Thursday, May 11, 2006

Mental Instability [II, 36]

Not so long ago it was commonly accepted that the field of psychology had two main branches: normal and abnormal. Almost by definition homosexuals fell on the abnormal side of the ledger. Of course the term abnormal can be taken in a purely descriptive sense, in that opera divas and astronauts are abnormal. The usual impression, however, is that abnormality is equivalent to deviance. Impaired functioning is assumed. Such seemingly clinical terms as aberration, degeneration, and perversion are part of this discourse.

This assumption that gay people “have problems” is reinforced by two phenomena. Disproportionately those homosexuals who seek psychiatric intervention will be drawn from a subset of the larger group—from a vastly larger pool, that is, that consists mainly of a large number of people who do not need help. For a long time, though, the psychiatrists who saw these persons who were disturbed, or thought they were, defined the nature of homosexuality. This school, champtioned such supposed experts as Edmund Bergler and Irving Bieber, was prominent in mid-twentieth-century America. Ironically, this professional bias was reinforced by popular fixation on flamboyant queens, who seemed to be “acting out.” Quieter, better-integrated gays—most of them remaining in the closet—attracted no attention and did not figure in the equation.

In the nineteenth century, however, some astute observers noticed that many homosexuals, and others who had been psychiatrically stigmatized, seemed to be able to function as well as anyone else. To address this paradox an English physician James Cowell Prichard (1786-1848) advanced the concept of moral insanity. He defined this concept as “madness consisting in a morbid perversion of the natural feelings, affections, inclinations, temper, habits, moral dispositions, and natural impulses, without any remarkable disorder or defect of the intellect or knowing and reasoning faculties, and particularly without any insane illusion or hallucination.” Translation: these people are insane—and not insane.

Still Krafft-Ebing and others continued to propagate the concept of psychopathia sexualis. It was left to Evelyn Hooker and other psychologists working in the second half of the twentieth century to show that gays and lesbians were indistinguishable from the rest of the population in terms of functioning.

All the same the stereotype persists that gays are extravagant and mercurial in their behavior—that they are crazy queens. This stereotype finds reinforcement in the behavior of some young people, who feel the need to “let it all hang out,” to be flamboyant and attention-grabbing as part of the coming out process. Indulgence in drugs and alcohol may play a role in such extravagance. The media coverage of exhibitionists in the annual gay pride parades in June of each year provides a continuing stream of images that seem to support this stereotype.
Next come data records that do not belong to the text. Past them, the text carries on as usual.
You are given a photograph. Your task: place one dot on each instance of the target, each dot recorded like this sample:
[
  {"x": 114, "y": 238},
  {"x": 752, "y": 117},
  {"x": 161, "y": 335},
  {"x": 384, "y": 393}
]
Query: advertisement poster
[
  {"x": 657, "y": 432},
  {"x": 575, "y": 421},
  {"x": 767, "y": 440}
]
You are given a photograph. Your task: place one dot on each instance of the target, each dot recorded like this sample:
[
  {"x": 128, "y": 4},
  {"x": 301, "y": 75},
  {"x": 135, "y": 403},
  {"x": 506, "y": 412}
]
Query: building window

Some youthful participants in these events have been known to wear teeshirts with the motto: “I can’t even think straight.”

Slang terms combine the idea of mental instability with effeminacy: thus French folle (as in the film and musical “La Cage aux Folles”) and Spanish loca. While both terms are of the feminine gender, they apply to male homosexuals. In English one may speak of a crazy or dizzy queen. Prior to its recent supposed defanging, queer trenched on this notion. During the 1930s there was some currency of the term bananas to designate an extravagant gay person.
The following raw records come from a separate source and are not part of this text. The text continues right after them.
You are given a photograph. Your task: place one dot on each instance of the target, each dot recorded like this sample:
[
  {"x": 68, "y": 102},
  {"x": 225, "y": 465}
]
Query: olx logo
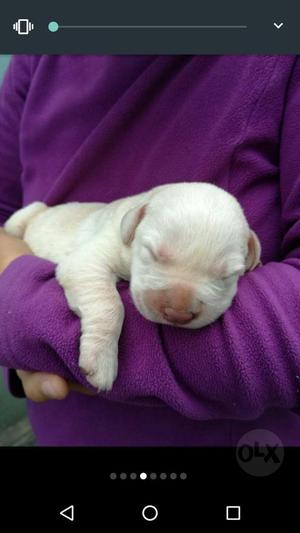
[{"x": 260, "y": 452}]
There is a broader tradition associating being in love with insanity. The ancient Romans summed this up in the equation “amantes amentes." Famous exemplars were the medieval Tristan and Ariosto’s Orlando Furioso. In the twentieth century the Surrealists spoke of “l’amour fou” (crazy love). Still, homosexual madness is conceived of in a less tragic key, being stereotyped as farcical and (perhaps) pretended. It seems that the drama queen enjoys the effect (s)he produces.